Research in Motion’s BlackBerry was once so compelling and addictive it was nicknamed “CrackBerry.” But with other smartphones on the rise, will it survive?
According to comScore, Research in Motion (RIMM, NASDAQ, 52 week range 12.45 – 57.32) had a smartphone market share of 13.4 percent in February, down from 16.6 percent in November. Apple held a 30.2 percent market share, and Google held 50.1 percent. On top of that, 94 percent of current iPhone users say they will continue to upgrade as newer releases come to market.
Fueling the exodus is lack of innovation, which is driving away the application developers, a big component in consumer’s decision making. It is reported that only 16 percent of application developers are “very interested” in creating apps for BlackBerrys, compared to 90 percent for Apple and 80 percent for Android.

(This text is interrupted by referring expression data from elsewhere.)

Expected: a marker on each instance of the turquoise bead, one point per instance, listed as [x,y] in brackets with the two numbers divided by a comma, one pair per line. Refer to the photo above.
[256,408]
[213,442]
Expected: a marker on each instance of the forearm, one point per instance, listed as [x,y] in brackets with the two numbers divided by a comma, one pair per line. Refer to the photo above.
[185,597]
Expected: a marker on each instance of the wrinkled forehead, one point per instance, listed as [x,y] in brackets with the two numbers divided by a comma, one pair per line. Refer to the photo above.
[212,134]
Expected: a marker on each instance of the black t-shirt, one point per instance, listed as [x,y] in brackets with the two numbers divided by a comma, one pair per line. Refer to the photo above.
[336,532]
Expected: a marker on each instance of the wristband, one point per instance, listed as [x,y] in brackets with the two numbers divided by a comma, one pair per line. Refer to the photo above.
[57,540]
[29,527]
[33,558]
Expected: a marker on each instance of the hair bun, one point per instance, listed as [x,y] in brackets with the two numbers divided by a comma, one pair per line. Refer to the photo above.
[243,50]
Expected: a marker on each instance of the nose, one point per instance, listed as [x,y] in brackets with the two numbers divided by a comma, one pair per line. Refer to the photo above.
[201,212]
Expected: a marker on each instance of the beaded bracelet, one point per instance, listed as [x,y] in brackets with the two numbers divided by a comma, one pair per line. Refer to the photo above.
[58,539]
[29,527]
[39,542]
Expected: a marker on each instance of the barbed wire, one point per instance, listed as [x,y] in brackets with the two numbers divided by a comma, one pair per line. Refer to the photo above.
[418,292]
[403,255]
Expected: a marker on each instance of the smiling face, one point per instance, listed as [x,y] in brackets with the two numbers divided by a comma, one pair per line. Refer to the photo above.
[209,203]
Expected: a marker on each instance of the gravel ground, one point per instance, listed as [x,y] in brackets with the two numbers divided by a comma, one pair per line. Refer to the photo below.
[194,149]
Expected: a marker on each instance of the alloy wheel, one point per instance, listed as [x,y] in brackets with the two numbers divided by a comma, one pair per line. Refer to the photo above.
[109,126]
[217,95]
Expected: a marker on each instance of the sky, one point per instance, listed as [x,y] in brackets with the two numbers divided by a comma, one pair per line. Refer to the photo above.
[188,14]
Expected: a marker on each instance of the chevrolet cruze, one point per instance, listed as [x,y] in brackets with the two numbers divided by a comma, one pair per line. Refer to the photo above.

The company also sat on its hands while relying on its dominance in the “enterprise” market (governments, banks and large corporations). It has now found that these entities are accepting iPhones and Androids, which now have enhanced security. Besides, their employees just prefer the other products.
RIMM’s new CEO Thorsten Heinz is acknowledging that there needs to be “drastic change” at the company, changing his tune from when he first came in last January and said that the company just needed to do some tweaking. He has even been quoted that a sale is a possibility but not the “main direction” at this time.
That news got a short pop in the share price, which has declined 90 percent since its 2008 highs and 74 percent over the last year. The price raise didn’t last long, as people started to think who would buy the beleaguered company. No prospects came to mind. RIMM shares were down almost another 10 percent in Tuesday’s trading, getting close to lows it hasn’t seen since 2004.
Tuesday’s drop even came with news that RIMM would start licensing out its software to its “enterprise” customers, allowing them to use iPhones and Androids on the same BlackBerry servers. It is looking to charge $99 for the licenses and $4 a month usage, with possible discounting available. Besides not generating very much revenue, who would want to combine the two when the security component at this time is not so much of an issue?
Analyst Mike Abramsky at RBC Capital Markets sums it up that RIMM “may have lost too much momentum to recover” and “we are concerned RIMM continues to misread the market.”
Today, when you see someone using a “CrackBerry,” you have to wonder where they have been because it’s “so old school.”
By the way, iPhone 5 is expected out in June!